Synthesis and Optimization of 2-ethylhexyl Ester as Base Oil for Drilling Fluid Formulation

A stable ester was synthesized to overcome the ester hydrolysis problem during the drilling of oil or gas wells using a conventional ester-based drilling fluid. The thermal and hydrolytic stability of the produced ester was high owing to the transesterification method employed in this study. The reaction was performed using 2-ethylhexanol and methyl laureate esters in the presence of sodium methoxide as a catalyst. In order to obtain the optimum synthesis conditions, a response surface methodology (RSM) was appraised based on the central composite design (CCD). The optimum conditions were determined as follows: 0.6 wt.% catalyst, 70°C reaction temperature, 1:1.5 molar ratio, and 11.5 min of reaction time. The results of 77 wt.% 2-ethylhexyl ester (2-EH) illustrated a high agreement between the experimental and RSM models.
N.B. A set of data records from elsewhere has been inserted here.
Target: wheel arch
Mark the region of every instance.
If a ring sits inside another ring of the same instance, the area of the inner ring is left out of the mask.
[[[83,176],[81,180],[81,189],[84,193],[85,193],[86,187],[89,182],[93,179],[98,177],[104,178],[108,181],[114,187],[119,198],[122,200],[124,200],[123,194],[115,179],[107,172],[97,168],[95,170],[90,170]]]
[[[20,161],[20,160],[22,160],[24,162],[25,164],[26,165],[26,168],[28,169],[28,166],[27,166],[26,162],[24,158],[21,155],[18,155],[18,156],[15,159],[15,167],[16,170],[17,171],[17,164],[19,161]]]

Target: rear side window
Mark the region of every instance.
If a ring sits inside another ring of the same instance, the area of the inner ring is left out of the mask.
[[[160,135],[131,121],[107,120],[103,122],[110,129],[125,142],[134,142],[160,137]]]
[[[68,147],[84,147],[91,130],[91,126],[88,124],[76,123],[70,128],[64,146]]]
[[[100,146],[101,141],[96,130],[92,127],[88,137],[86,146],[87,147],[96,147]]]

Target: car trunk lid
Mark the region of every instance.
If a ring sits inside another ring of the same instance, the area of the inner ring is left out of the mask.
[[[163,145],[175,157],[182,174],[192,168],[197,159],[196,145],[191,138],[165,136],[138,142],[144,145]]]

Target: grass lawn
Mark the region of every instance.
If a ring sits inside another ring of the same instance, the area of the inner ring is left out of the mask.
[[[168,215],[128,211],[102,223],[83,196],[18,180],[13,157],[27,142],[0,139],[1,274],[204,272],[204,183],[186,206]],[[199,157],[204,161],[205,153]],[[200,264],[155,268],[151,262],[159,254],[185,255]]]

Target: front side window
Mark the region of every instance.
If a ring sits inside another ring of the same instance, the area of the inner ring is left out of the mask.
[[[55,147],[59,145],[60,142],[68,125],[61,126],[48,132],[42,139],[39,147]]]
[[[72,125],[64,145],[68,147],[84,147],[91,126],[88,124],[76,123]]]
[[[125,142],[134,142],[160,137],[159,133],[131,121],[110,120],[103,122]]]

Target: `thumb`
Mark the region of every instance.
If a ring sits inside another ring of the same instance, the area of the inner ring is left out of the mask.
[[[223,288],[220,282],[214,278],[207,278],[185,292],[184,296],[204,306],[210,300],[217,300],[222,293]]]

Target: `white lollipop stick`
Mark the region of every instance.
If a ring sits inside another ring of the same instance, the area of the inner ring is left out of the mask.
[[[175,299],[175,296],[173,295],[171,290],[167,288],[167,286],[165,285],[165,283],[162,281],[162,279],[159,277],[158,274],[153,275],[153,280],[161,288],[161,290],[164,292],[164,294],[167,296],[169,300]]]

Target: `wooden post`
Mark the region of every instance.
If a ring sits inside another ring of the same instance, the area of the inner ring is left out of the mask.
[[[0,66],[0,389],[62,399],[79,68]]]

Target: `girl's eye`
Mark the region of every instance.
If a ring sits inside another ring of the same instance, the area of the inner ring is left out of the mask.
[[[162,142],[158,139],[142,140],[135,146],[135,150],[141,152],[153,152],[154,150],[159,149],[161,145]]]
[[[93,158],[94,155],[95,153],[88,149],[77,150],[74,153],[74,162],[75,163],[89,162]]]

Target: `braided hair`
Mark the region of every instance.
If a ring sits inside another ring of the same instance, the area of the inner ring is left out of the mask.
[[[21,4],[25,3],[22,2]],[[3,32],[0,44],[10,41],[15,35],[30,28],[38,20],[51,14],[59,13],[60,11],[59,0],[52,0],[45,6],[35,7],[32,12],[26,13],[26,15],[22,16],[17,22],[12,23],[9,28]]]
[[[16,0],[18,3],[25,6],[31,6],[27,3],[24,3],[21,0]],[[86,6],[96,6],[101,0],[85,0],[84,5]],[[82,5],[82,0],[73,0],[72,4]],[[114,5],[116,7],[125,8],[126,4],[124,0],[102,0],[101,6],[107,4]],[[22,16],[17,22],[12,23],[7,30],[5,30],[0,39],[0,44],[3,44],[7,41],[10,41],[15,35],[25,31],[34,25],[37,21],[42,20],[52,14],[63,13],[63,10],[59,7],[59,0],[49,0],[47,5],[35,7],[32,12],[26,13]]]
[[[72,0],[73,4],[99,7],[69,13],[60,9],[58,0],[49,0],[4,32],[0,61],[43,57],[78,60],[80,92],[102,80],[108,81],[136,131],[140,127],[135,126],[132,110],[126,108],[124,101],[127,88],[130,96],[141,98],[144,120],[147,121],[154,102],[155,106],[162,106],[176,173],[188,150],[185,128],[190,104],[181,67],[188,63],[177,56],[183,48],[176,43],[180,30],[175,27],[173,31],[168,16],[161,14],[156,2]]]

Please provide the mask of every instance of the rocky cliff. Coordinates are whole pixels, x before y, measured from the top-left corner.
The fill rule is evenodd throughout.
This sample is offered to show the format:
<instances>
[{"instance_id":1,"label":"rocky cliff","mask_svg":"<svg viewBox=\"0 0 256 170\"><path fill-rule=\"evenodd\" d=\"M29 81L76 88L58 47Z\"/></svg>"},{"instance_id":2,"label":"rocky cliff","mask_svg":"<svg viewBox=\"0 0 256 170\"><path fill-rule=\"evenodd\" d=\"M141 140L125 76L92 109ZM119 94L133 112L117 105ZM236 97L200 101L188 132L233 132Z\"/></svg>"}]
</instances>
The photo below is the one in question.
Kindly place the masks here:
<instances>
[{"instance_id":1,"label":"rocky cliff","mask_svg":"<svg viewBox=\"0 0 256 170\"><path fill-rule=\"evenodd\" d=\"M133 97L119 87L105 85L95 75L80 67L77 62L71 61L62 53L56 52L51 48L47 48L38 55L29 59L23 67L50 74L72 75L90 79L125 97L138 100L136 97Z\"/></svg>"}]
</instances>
The reaction product contained 77 wt.% 2-EH and 23% 2-ethylhexanol. The kinematic viscosity was 5 mm²/s at 40°C and 1.5 mm²/sec at 100°C; the specific gravity was 0.854, flash point was 170°C, and pour point was ?7°C. The produced product showed similar properties to the available commercial product. However, it was observed that the mud formulation using the synthesized base oil had superior rheological properties at 121°C.